# Normal distribution function

I need to replicate the NORMDIST(X) function from Excel.

Any ideas how to do this within Xojo?

You do a bit Googling and find the Wikipedia page at http://en.wikipedia.org/wiki/Normal_distribution, which contains the formula for the normal distribution function.

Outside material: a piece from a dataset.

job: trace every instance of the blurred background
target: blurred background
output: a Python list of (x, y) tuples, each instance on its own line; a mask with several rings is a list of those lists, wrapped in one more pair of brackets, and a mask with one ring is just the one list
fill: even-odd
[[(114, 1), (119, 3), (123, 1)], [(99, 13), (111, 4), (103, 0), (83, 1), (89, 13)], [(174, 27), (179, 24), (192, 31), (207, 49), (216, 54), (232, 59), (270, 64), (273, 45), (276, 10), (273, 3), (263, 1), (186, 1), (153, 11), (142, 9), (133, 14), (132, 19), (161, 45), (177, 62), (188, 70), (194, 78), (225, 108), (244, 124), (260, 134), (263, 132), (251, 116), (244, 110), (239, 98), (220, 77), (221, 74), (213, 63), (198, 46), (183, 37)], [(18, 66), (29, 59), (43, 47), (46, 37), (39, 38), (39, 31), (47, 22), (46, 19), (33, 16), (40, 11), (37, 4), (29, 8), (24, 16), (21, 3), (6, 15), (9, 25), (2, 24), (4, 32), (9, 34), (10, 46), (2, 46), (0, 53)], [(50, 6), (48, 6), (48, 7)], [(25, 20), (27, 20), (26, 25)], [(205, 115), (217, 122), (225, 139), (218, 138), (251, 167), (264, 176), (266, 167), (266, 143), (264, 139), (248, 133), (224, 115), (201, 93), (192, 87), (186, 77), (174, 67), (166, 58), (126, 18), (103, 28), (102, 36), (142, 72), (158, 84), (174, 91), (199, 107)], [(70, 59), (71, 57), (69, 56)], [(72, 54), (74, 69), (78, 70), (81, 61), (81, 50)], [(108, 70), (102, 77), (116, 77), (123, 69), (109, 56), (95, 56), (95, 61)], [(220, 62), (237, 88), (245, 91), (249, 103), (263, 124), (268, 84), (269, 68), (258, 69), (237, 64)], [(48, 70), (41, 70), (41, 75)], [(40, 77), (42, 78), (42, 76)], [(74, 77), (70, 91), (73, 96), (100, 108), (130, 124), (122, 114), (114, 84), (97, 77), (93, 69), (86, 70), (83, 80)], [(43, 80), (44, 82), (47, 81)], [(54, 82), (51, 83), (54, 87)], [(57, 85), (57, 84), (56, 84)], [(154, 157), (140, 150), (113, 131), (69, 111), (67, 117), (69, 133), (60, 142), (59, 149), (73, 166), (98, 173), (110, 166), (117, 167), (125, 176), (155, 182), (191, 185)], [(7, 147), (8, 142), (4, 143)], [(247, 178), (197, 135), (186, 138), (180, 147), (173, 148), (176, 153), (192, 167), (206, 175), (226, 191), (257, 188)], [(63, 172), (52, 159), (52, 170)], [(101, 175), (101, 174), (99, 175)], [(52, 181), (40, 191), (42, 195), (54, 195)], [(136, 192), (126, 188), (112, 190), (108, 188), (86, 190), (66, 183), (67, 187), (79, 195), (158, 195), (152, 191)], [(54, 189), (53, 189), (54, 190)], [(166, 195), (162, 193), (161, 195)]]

It’s a simple power function with “e”. The power function is “^” in Xojo.

Thanks Beatrix - I was reading that wikipedia page overnight but its been 25 years since I took a stats class so am a bit rusty.

The formula is actually NORMSDIST(x) - not NORMDIST as I originally posted.

Microsoft explain the function here - http://support.microsoft.com/kb/827369
“NORMSDIST(z) returns the probability that the observed value of a standard normal random variable will be less than or equal to z. A standard normal random variable has mean 0 and standard deviation 1 (and also variance 1 because variance = standard deviation squared).”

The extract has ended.